Divrei Torah on the weekly portions
"For on this day (Yom Kippur) He will forgive you, to purify you; that you will be purified from all your sins before God" (VaYikra 16:30).
Why is the purification mentioned twice? On the one hand, "to purify you" implies that God actively does the purifying; whereas "you will be purified" implies that we will purify ourselves!
Rabbi Akiva said in Gemara Yoma 85b: Happy are you Israel! Before Whom are you purified? Who purifies you? Your father in Heaven! As the verse says "then I will sprinkle pure water upon you and you shall be purified" (Ezekiel 36:25) and another verse states "The hope (Mikvah) of Israel is God!" (Jeremiah 17:13). Just as a Mikvah (ritual bath) purifies the impure, so God purifies the Jewish People.
Why did Rabbi Akiva ask his question twice? And why did he answer his question with two verses that appear to be saying the same thing?

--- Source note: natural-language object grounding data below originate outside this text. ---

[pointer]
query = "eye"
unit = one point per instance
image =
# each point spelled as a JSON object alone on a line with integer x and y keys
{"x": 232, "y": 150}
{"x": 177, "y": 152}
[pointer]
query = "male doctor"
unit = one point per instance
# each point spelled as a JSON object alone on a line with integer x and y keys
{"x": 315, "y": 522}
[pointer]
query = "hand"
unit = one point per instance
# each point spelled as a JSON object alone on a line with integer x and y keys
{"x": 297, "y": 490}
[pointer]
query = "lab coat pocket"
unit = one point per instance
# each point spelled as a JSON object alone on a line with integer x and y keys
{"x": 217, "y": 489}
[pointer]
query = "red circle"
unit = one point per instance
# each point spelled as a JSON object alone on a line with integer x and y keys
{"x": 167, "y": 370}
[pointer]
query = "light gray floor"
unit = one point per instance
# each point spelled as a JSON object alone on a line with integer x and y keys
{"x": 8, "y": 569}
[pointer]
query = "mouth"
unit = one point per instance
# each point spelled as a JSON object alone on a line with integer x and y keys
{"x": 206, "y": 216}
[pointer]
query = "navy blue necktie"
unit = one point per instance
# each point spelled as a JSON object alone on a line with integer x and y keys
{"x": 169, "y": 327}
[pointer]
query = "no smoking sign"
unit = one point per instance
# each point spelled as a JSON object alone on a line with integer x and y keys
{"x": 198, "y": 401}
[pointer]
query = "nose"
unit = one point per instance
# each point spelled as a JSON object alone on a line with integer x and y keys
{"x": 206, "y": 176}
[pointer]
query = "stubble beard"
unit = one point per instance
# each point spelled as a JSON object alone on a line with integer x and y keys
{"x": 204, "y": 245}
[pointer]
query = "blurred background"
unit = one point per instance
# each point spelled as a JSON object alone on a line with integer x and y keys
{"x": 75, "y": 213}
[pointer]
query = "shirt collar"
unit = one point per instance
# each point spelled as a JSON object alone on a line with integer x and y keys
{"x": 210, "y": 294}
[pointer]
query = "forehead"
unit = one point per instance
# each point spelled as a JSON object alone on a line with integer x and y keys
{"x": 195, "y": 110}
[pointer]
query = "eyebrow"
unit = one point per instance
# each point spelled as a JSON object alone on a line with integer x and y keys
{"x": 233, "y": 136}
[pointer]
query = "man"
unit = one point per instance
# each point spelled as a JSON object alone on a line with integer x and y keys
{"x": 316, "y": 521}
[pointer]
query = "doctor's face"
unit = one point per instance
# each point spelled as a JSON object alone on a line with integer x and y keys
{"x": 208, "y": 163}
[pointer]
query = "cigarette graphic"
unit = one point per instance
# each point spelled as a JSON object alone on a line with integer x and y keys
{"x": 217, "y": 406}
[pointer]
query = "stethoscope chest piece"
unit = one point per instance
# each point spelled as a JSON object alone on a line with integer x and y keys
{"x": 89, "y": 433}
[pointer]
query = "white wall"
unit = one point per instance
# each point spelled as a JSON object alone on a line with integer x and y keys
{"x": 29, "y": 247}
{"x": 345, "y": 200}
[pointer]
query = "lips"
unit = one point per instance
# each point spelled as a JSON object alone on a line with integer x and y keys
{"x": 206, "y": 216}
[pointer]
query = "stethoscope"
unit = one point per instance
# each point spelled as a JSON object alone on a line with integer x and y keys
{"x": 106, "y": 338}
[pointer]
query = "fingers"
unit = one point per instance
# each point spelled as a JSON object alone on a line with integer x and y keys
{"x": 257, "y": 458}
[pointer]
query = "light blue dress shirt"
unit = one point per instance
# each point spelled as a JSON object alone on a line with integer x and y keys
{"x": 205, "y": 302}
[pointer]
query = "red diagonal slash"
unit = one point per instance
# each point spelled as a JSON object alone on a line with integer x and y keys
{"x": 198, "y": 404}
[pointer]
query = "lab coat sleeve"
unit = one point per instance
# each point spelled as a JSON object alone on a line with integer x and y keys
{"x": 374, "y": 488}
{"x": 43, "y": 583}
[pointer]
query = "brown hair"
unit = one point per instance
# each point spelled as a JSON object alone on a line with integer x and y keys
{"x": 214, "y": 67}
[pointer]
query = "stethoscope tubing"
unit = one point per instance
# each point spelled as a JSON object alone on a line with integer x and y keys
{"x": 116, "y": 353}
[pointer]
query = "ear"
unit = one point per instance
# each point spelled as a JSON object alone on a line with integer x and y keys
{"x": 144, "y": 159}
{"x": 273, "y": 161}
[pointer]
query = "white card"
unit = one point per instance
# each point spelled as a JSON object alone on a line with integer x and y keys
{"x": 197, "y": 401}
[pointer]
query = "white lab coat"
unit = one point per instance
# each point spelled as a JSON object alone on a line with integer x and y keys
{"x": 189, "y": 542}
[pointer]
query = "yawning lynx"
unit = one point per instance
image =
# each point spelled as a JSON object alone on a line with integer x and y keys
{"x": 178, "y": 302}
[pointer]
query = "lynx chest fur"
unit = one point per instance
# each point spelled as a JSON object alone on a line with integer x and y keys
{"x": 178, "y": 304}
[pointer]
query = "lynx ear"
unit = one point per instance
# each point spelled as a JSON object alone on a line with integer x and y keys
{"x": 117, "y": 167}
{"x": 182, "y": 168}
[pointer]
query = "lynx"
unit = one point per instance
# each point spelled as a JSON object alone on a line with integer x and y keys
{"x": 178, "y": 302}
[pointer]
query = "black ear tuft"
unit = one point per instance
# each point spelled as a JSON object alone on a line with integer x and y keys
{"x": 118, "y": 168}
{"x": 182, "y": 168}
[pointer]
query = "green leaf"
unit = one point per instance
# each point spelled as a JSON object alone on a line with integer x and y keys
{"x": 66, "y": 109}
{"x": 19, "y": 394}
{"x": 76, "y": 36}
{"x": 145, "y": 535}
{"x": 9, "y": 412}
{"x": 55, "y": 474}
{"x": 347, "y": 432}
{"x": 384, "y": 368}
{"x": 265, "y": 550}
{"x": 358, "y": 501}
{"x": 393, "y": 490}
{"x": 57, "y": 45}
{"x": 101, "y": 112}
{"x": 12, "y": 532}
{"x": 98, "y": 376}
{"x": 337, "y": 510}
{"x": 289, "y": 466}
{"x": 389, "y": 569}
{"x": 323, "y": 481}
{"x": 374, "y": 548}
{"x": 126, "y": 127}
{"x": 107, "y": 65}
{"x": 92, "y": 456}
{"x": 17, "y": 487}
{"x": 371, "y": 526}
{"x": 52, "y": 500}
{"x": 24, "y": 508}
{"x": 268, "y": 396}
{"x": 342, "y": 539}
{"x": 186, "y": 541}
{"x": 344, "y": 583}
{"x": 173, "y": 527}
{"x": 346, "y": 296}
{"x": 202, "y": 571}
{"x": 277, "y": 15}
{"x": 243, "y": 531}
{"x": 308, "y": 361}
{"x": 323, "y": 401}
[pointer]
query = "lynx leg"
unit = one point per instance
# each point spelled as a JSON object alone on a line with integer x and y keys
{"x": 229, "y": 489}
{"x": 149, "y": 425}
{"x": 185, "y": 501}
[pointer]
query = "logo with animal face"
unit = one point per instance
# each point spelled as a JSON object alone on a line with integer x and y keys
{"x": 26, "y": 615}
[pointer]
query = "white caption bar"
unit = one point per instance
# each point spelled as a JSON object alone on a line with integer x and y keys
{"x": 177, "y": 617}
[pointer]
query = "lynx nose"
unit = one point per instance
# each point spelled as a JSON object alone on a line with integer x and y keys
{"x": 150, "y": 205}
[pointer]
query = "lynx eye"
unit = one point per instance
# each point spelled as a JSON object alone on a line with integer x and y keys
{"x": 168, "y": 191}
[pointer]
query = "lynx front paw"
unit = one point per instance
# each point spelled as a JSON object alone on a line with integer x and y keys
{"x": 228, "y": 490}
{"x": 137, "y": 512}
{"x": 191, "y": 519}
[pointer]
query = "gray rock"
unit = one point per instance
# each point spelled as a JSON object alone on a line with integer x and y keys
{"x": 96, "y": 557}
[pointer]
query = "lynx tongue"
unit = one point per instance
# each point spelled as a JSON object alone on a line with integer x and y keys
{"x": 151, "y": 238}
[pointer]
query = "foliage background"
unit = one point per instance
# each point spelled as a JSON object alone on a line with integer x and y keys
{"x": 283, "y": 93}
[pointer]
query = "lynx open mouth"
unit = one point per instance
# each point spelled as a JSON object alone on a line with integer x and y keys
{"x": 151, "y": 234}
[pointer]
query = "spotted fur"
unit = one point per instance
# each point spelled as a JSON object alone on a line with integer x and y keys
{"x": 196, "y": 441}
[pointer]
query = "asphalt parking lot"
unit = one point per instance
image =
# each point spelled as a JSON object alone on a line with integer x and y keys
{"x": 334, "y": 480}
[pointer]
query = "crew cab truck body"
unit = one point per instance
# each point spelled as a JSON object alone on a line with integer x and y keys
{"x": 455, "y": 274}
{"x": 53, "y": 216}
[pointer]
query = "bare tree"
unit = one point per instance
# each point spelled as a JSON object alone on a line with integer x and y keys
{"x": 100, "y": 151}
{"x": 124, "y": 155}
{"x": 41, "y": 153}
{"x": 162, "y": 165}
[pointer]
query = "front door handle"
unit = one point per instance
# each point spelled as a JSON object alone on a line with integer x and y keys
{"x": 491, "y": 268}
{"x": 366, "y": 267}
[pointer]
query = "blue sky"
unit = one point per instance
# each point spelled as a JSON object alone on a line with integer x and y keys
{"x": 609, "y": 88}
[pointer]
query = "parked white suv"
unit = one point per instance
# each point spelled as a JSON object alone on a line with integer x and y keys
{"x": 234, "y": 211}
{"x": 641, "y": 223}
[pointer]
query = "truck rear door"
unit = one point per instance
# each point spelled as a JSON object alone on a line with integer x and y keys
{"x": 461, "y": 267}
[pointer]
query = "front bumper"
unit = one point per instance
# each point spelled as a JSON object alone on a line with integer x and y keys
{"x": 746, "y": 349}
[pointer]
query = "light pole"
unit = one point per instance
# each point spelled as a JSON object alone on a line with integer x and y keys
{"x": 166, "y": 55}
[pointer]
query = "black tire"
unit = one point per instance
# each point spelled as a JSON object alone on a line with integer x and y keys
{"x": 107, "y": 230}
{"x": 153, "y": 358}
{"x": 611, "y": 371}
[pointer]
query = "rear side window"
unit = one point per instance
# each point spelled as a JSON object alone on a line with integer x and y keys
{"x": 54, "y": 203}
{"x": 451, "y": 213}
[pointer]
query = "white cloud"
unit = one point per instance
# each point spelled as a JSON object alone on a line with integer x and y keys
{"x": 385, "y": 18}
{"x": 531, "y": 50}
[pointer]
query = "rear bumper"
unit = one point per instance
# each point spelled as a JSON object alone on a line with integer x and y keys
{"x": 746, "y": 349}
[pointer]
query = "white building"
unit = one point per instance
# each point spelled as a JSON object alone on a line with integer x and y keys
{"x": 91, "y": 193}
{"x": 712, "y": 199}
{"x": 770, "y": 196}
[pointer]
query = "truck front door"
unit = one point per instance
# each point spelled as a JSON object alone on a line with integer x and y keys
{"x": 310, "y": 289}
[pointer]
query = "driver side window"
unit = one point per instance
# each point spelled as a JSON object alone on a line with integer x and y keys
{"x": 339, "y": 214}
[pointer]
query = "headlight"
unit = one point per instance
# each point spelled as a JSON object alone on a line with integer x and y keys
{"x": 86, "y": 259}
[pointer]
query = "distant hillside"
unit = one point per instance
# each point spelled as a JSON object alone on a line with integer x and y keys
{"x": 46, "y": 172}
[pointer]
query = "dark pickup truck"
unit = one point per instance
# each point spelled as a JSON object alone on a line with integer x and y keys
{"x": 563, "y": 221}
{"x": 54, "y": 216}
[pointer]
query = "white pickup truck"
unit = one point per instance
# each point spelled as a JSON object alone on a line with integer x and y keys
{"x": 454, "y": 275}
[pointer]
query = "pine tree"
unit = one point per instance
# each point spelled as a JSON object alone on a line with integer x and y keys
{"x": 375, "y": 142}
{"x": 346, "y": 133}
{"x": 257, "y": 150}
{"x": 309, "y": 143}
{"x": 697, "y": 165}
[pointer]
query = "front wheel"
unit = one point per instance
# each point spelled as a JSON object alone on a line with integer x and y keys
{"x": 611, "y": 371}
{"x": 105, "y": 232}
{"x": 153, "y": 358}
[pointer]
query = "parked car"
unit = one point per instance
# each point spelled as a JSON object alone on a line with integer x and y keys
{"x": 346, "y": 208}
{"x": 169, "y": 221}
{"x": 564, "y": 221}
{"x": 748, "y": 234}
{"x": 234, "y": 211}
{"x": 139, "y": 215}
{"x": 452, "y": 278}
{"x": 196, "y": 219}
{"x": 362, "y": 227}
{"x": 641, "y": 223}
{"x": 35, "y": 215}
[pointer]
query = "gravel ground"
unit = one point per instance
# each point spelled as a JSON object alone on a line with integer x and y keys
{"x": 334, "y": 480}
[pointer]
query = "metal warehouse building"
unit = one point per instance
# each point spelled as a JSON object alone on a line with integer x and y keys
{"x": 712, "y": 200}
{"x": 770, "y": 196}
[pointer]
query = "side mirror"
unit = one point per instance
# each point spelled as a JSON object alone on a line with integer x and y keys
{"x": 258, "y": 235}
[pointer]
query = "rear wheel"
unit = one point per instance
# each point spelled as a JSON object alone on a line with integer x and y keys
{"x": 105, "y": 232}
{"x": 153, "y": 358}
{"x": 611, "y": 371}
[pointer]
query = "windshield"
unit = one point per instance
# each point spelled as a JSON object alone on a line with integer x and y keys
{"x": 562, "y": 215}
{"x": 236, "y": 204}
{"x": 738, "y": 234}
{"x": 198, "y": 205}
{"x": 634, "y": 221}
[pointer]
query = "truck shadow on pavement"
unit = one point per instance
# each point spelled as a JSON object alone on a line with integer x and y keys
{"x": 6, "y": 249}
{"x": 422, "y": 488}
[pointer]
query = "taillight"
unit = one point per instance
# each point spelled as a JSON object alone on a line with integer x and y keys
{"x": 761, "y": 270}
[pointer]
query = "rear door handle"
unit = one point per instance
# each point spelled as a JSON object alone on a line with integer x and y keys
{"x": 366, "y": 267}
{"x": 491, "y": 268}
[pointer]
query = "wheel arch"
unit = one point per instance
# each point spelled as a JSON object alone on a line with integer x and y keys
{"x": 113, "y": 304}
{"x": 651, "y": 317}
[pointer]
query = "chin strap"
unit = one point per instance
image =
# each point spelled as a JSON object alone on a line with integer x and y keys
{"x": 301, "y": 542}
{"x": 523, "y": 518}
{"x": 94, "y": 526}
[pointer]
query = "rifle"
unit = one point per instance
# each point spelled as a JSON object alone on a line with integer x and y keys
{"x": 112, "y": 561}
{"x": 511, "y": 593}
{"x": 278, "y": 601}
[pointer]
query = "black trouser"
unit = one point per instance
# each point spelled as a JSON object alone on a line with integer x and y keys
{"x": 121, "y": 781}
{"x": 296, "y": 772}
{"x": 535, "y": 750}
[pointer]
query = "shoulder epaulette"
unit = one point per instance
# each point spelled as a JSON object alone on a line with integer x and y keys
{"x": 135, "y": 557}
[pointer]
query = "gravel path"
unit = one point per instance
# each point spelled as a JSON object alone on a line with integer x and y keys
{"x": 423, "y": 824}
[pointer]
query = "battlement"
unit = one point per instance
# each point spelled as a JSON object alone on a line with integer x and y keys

Rabbi Yehoshua Heller explains that there are two types of purification process:
In a similar vein, there are two types of people who perform the act of Teshuvah (returning to God):
a person with a weak inner feeling towards Teshuvah needs God to actively help him return to purity; and
a person with a strong inner feeling towards Teshuvah. He goes to the Mikvah without much prompting.
Rabbi Alexander Heppenheimer, quoting from a public address from the Lubavitcher Rebbe, adds that sprinkling the pure water, when mixed with the ashes of the red heifer, removes the most severe form of impurity, Tumat Meit, the impurity which results from contact with a dead body. This purification process will be necessary for the person who is seemingly so disconnected from God, the source of life, that he appears to be spiritually "dead".
Rabbi Akiva’s question "Who purifies you?" refers to this person who needs God to actively help him return, hence the answer "then I will sprinkle pure water upon you and you shall be purified". In contrast, the question "Before Whom are you purified?" refers to the person with a strong inner feeling towards Teshuvah, hence the answer "The hope (Mikvah) of Israel is God!"
Rabbi Heppenheimer suggests that the reason Rabbi Akiva answers his second question first is because this case reflects the deep-down unassailable relationship between G.od and the Jewish people - a parent-to-child relationship that not even sin can destroy.
A further nuance in Rabbi Akiva's words is the phrase "a Mikvah purifies the impure". Who else should a Mikvah purify? Surely not those who are already pure! The answer is that it is possible to be impure from several sources at the same time, only some of which may be removable by immersion in a Mikvah. A Mikvah cannot purify someone from the impurity resulting from contact with a dead body, so a person can exit the Mikvah purified of one impurity while still carrying others. In other words, the Mikvah has "purified the impure".
Rabbi Akiva is teaching us that Teshuvah, like immersion, is not an "all-or-nothing" deal. God does accept a Teshuvah-by-parts, as long as it is sincere! "Just as a Mikvah purifies the impure" - even if afterwards he is still impure in other ways - "so God purifies the Jewish People" to the extent that we seek that purity by doing Teshuvah.